Un conseiller municipal de la ville d’Arcueil, ajoute que le trafic de stupéfiants est partout et près de Paris, les points de deal sont pratiques. Il est difficile pour un immeuble et pour un quartier de voir circuler toute la journée, la nuit, des motos, des voitures, venues chercher des produits. A Tours, il y a une seule voiture de police la nuit qui a d’autres problématiques à gérer. Parfois, on enlève la tête et en quinze jours, elle est vite remplacée. La prévention est très difficile et les dealers de base sont bien rémunérés. Les opérations de police viennent surtout aggraver la casse sociale d’un quartier, entraîne de futurs règlements de compte entre les habitants et posent aussi la question des logements sociaux financés par les trafiquants.
Interventions de la salle : quelqu’une évoque l’incendie de Nice au début de l’été lié au trafic de drogue. Quelqu’un parle de Marseille : il faut envisager autre chose et éviter de tomber dans la surenchère répression-légalisation. Quelqu’une adjointe à la politique de la ville à Bordeaux affirme qu’il faut plus de police de proximité et pénale. Autre question : Il faut s’attaquer aux flux financiers : comment peut-on faire ? Que propose-t-on aux jeunes qui font du trafic ? Les logements sociaux sont souvent payés par l’argent de la drogue. Il y a une réelle difficulté de l’accompagnement social des gens en difficulté.
Jérome Durain rappelle en avançant le sujet de la corruption dans l’ensemble des services publics en raison du narcotrafic et notamment au niveau des douanes et des ports. La numérisation et la publicité rendent encore plus délicats la lutte contre les trafiquants. L’ensemble du système de la drogue se comprend au regard de la misère sociale de nos territoires. Il faut dégager la justice et la police de l’ensemble. Il faut insister sur l’importance de l’éducation et de la prévention. D’une manière plus générale il faut se poser aussi la question de la place des drogues dans la société. Il y a très peu de débats sur ce sujet de société. Pourquoi pas une idée de Grenelle du trafic de drogue pour des solutions policières judiciaires et préventives.

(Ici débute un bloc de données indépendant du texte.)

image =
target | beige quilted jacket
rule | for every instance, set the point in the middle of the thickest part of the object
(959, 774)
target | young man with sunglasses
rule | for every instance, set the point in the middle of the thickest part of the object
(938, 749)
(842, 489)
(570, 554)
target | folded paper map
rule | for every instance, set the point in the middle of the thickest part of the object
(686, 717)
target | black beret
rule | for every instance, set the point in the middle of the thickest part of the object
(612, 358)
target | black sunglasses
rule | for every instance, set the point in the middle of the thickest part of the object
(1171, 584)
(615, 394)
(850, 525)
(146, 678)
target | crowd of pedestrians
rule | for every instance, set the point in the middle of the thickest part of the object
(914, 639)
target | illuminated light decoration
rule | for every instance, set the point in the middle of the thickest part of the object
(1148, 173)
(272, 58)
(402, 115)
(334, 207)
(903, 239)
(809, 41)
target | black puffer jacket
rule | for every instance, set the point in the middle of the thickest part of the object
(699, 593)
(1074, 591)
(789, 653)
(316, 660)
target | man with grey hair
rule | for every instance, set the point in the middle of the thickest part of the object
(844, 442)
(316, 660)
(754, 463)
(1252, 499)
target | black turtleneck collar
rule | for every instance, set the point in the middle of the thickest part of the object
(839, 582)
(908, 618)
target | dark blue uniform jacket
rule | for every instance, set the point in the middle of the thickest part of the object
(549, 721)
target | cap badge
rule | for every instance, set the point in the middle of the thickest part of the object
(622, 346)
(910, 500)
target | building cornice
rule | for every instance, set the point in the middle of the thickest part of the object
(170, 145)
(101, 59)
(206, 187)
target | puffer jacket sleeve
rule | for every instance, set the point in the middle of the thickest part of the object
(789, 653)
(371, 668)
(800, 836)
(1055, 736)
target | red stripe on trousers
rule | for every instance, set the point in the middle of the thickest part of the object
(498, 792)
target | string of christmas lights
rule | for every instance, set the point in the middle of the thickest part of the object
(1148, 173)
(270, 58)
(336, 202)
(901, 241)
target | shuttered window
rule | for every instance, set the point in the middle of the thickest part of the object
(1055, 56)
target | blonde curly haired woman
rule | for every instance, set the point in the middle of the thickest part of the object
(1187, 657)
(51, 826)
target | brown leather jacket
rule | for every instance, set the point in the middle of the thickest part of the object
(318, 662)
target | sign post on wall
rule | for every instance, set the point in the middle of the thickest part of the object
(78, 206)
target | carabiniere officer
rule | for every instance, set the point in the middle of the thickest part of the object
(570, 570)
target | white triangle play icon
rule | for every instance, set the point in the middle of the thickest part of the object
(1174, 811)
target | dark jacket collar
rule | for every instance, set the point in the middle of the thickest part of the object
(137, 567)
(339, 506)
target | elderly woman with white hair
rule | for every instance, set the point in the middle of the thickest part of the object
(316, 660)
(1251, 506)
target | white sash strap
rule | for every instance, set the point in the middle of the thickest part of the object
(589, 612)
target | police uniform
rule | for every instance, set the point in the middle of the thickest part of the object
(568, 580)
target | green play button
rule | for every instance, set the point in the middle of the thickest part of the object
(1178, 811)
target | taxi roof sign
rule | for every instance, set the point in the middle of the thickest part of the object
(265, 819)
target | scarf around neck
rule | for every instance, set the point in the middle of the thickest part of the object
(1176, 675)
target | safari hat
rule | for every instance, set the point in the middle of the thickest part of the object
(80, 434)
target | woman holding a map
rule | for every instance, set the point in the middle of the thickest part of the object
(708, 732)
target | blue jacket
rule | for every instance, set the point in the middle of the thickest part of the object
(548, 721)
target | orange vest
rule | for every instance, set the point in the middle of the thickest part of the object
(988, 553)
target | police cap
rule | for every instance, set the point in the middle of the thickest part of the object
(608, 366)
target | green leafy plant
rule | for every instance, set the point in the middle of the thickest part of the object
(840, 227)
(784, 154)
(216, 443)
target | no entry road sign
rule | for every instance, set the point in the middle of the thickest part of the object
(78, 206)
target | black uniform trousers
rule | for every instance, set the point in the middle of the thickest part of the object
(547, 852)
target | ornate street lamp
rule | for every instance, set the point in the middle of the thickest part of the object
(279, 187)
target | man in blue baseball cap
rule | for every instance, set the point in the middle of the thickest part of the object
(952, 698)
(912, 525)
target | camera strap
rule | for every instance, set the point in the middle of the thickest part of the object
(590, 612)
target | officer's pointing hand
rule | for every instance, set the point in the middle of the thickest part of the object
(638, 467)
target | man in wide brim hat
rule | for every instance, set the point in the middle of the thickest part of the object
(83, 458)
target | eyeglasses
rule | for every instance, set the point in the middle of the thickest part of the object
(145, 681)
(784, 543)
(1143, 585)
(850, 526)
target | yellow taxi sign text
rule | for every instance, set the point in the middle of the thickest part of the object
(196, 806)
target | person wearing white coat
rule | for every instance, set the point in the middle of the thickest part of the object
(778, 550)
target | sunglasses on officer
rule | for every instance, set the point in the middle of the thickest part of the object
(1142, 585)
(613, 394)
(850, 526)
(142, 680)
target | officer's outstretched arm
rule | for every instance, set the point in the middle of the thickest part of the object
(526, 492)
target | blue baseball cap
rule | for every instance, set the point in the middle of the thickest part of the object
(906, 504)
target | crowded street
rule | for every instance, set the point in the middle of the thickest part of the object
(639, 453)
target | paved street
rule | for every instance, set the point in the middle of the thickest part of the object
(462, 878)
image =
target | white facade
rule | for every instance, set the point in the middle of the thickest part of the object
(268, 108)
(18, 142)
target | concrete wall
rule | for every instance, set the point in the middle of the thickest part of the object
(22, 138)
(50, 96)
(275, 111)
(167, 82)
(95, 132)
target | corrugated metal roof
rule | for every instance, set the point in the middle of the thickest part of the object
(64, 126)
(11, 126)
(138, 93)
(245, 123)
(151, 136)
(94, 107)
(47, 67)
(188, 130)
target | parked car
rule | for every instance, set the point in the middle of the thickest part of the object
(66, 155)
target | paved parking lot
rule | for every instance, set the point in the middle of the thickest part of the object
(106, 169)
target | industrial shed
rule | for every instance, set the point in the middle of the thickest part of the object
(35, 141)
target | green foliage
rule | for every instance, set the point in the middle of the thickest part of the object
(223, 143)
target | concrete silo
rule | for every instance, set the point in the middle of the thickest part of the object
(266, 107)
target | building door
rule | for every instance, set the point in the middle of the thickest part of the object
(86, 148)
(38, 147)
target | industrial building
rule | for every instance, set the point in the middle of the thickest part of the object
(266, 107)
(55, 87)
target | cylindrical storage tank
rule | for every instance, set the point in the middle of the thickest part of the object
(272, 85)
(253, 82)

Guy Benarroche conclut le fait que la baisse des consommateurs n’entraine en rien la baisse des vendeurs et a fortiori des trafiquants. C’est le trafic en lui-même et l’offre qui génère la demande. Les trafiquants achètent des franchises comme n’importe quelle entreprise privée, à la seule différence que s’ils n’achètent pas financièrement, ils passent par le règlement de compte. La situation du narcotrafic aujourd’hui reflète la période avant la mise en place du droit du travail et de la protection des travailleurs. Une des solutions réellement efficaces tient dans la confiscation des biens et le contrôle des flux. Le trafic de drogue, c’est 6 milliards de chiffre d’affaires et 200 000 personnes qui travaillent pour ce trafic. Les jeunes sont menacés s’il manque des produits qu’ils doivent rembourser. Des fois pour gagner des parts de marché des jeunes employés par d’autres sont tués. Guy Benarroche pense qu’on est loin du problème réel qui est posé, on n’en a pas conscience. Le gouvernement n’a rien sur ce sujet, aussi le Sénat fera une proposition de Loi.
Suite à cet atelier, cette proposition de la commission d’enquête du Sénat confirme l’urgence qui est de s’attaquer aux véritables commanditaires de ces actions criminelles. C’est une véritable réponse politique qui doit être apportée face à ce danger qui peut toucher tous les territoires en France. Avec la mise en place de réformes structurelles, judiciaires et une coopération Européenne et Internationale.